Der Reeperbahn Festival-Samstag begann für das Team von Reeperbahn.de gegen Mittag. In der Spielbude trat Adele Nigro aka Any Other auf. Mit Avantgarde-Indie-Folk-Rock bezauberte Any Other das Publikum.

Auf der Fritz Bühne auf dem Festival Village gaben sich Black Sea Dahu die Ehre – Die sechs Bandmitglieder aus der Schweiz legten sich ins Zeug und gaben eine Mischung aus Indie und Folk zum Besten. Das Festival Village ließ sich auch sonst nicht lumpen – hier war viel los! Die Ausstellung von Klaus Voormann zog weiterhin viele Gäste an, im „Digitalen Beichtstuhl“ konnte man seine Sünden beichten. Diese wurden dann auf dem Heiligengeistfeld anonymisiert veröffentlicht. Mit der Fritz Bühne war natürlich auch für die musikalische Unterlegung gesorgt.

Weiter ging es wieder zum Spielbudenplatz. Hier fand, wie jedes Jahr, die Flatstock Europe Poster Convention statt. Jedes Poster ist eine einzige Ausgefallenheit – feinste Siebdruckkunst, streng limitiert und handsigniert. Die Künstler waren auch vor Ort und standen Rede und Antwort.

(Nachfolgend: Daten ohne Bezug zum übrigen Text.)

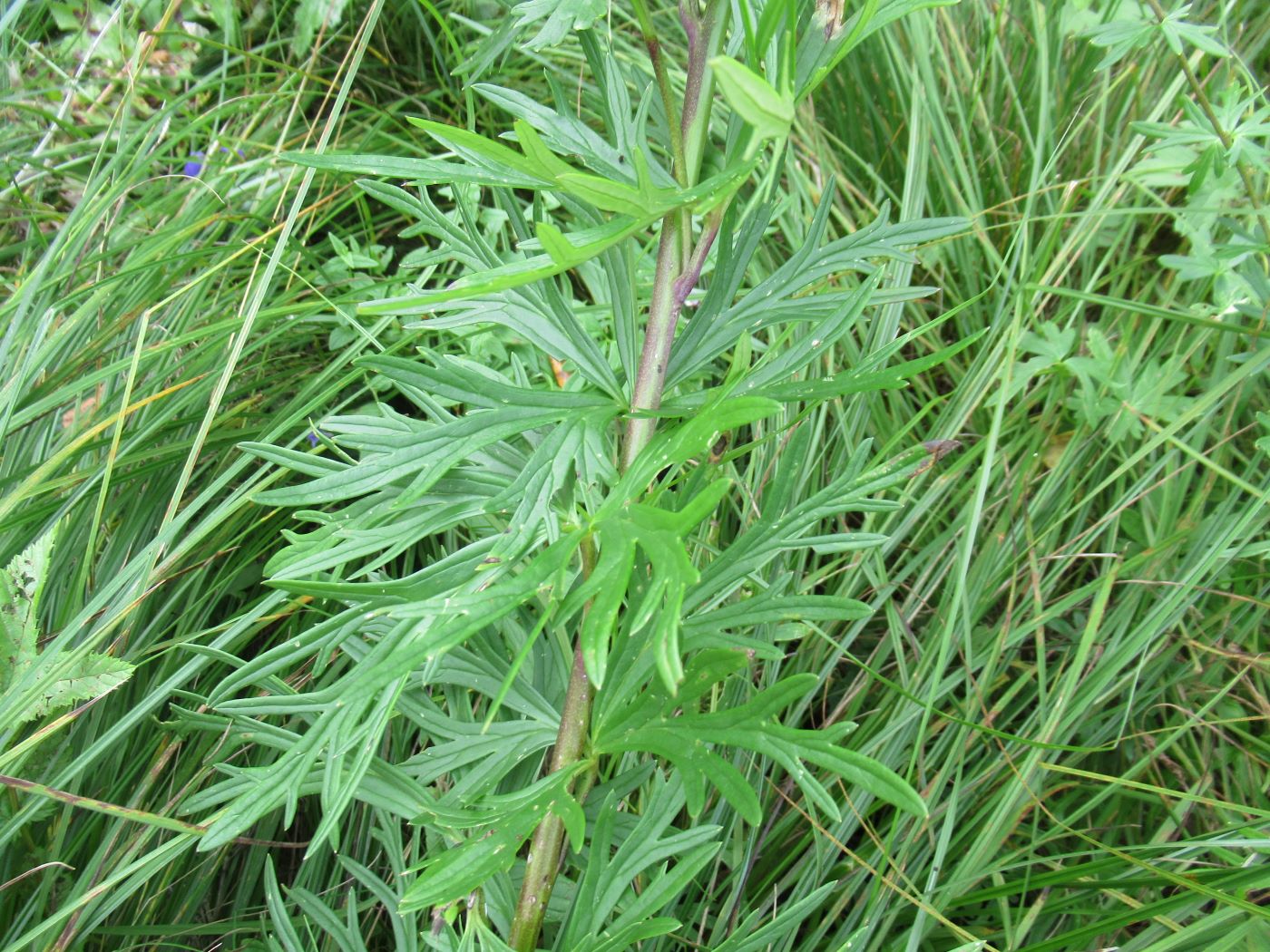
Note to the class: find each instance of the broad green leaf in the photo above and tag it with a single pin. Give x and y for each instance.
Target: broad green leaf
(753, 99)
(558, 18)
(427, 171)
(609, 876)
(682, 739)
(498, 825)
(89, 676)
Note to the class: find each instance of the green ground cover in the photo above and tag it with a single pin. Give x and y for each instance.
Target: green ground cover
(1066, 654)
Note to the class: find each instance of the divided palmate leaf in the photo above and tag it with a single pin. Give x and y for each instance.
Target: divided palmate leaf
(663, 724)
(88, 676)
(491, 831)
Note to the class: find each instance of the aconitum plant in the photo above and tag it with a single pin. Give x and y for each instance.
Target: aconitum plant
(542, 603)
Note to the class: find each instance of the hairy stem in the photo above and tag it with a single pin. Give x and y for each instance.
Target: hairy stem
(546, 848)
(662, 314)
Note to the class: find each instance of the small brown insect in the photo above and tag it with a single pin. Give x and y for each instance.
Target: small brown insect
(936, 451)
(719, 448)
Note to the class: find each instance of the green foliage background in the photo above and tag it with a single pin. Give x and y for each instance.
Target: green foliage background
(1066, 649)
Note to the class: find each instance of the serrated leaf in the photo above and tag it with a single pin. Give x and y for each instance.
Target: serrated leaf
(499, 825)
(22, 583)
(558, 18)
(682, 738)
(753, 99)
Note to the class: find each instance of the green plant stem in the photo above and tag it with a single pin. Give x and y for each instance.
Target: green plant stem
(542, 862)
(1210, 114)
(650, 376)
(548, 844)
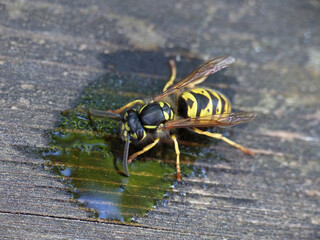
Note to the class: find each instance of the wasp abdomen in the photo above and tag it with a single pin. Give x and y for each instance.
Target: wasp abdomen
(200, 102)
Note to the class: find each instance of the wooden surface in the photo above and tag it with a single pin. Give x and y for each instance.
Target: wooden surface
(50, 50)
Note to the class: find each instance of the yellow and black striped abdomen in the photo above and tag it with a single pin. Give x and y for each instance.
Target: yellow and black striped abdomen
(199, 102)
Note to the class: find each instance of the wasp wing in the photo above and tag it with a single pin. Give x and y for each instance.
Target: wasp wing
(222, 120)
(199, 75)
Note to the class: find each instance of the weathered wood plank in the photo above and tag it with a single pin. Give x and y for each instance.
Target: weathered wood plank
(50, 50)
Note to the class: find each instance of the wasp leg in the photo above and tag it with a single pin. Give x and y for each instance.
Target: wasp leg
(176, 148)
(145, 149)
(219, 136)
(173, 75)
(128, 105)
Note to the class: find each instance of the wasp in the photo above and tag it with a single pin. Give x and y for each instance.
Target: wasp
(180, 105)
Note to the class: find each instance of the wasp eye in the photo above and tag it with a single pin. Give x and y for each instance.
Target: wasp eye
(140, 134)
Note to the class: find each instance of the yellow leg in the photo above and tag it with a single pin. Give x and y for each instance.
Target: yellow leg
(176, 148)
(219, 136)
(128, 105)
(173, 75)
(145, 149)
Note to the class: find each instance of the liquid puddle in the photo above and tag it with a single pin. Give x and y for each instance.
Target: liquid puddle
(87, 153)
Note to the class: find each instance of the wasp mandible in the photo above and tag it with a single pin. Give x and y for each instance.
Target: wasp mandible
(180, 105)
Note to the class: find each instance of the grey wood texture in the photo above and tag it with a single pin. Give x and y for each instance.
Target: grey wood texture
(51, 49)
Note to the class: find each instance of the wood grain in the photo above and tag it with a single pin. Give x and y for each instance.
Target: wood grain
(50, 50)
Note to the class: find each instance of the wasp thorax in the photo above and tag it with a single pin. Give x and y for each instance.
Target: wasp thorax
(132, 126)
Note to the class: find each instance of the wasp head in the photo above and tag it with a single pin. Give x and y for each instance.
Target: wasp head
(132, 126)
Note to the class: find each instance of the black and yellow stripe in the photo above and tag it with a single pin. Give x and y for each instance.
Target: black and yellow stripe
(200, 102)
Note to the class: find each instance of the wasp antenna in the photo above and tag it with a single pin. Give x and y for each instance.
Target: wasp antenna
(125, 156)
(104, 114)
(229, 60)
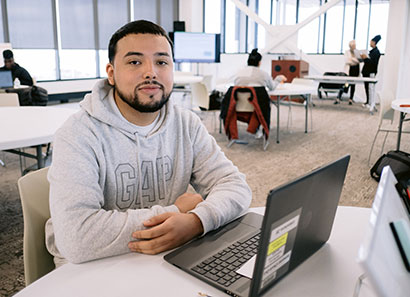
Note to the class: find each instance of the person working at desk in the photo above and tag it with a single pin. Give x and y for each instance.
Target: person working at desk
(122, 165)
(352, 64)
(16, 70)
(371, 62)
(252, 75)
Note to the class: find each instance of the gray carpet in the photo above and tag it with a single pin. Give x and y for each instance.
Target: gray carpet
(337, 130)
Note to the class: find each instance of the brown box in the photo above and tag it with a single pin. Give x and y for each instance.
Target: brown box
(290, 68)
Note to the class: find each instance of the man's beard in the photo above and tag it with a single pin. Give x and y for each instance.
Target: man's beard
(134, 101)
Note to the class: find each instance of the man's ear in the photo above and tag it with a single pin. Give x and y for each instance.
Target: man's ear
(110, 73)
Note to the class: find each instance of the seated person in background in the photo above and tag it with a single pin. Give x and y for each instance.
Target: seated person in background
(122, 165)
(252, 75)
(371, 62)
(352, 67)
(16, 70)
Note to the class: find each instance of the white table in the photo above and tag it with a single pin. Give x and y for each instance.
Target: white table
(351, 80)
(285, 90)
(402, 105)
(331, 272)
(27, 126)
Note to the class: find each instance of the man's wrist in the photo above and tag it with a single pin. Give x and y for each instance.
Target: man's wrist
(199, 228)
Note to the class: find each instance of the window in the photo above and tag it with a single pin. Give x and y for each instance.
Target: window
(378, 22)
(308, 36)
(347, 20)
(40, 63)
(212, 16)
(264, 12)
(348, 30)
(77, 56)
(362, 25)
(334, 27)
(31, 32)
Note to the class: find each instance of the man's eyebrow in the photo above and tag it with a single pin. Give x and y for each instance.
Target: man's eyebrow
(141, 54)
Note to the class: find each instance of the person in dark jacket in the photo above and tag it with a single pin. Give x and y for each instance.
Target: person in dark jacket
(371, 62)
(16, 70)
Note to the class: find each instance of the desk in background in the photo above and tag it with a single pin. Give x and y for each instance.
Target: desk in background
(27, 126)
(351, 80)
(402, 105)
(332, 271)
(287, 90)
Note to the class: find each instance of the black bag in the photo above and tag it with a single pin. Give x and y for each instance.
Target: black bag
(399, 163)
(39, 95)
(31, 96)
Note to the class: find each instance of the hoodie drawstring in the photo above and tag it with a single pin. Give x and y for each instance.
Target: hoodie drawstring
(140, 181)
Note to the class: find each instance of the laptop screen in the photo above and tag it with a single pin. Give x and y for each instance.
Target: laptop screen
(6, 80)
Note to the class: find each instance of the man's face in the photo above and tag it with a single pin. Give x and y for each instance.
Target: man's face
(9, 63)
(142, 71)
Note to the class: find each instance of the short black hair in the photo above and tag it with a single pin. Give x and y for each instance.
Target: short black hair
(254, 58)
(136, 27)
(7, 54)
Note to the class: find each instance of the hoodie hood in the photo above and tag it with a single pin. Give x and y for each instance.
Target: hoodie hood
(100, 105)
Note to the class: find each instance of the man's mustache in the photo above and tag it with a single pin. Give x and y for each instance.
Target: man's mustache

Was in diesem Jahr aufgefallen ist, waren die teilweise langen Schlangen vor den Locations. Beim Docks musste man vor fast allen Konzerten warten, der Andrang war groß. Auch auf der Spielbude kam es Samstag zu langen Warteschlangen.

Bei der Astrabühne „Zur geilen Knolle“ trat am Nachmittag das Duo Aroma auf. Mit E-Gitarren und analogen Synthesizern erinnerten sie stark an The Doors und begeisterten den schon sehr vollen Spielbudenplatz.

Auch am Abend war der Spielbudenplatz gut besucht. Um 19 Uhr kam das Highlight auf die Astrabühne – Zach Said. Der Singer/Songwriter aus Großbritannien spielte Popsongs mit Indie-Einschlag aber auch Hip-Hop-Rhythmen.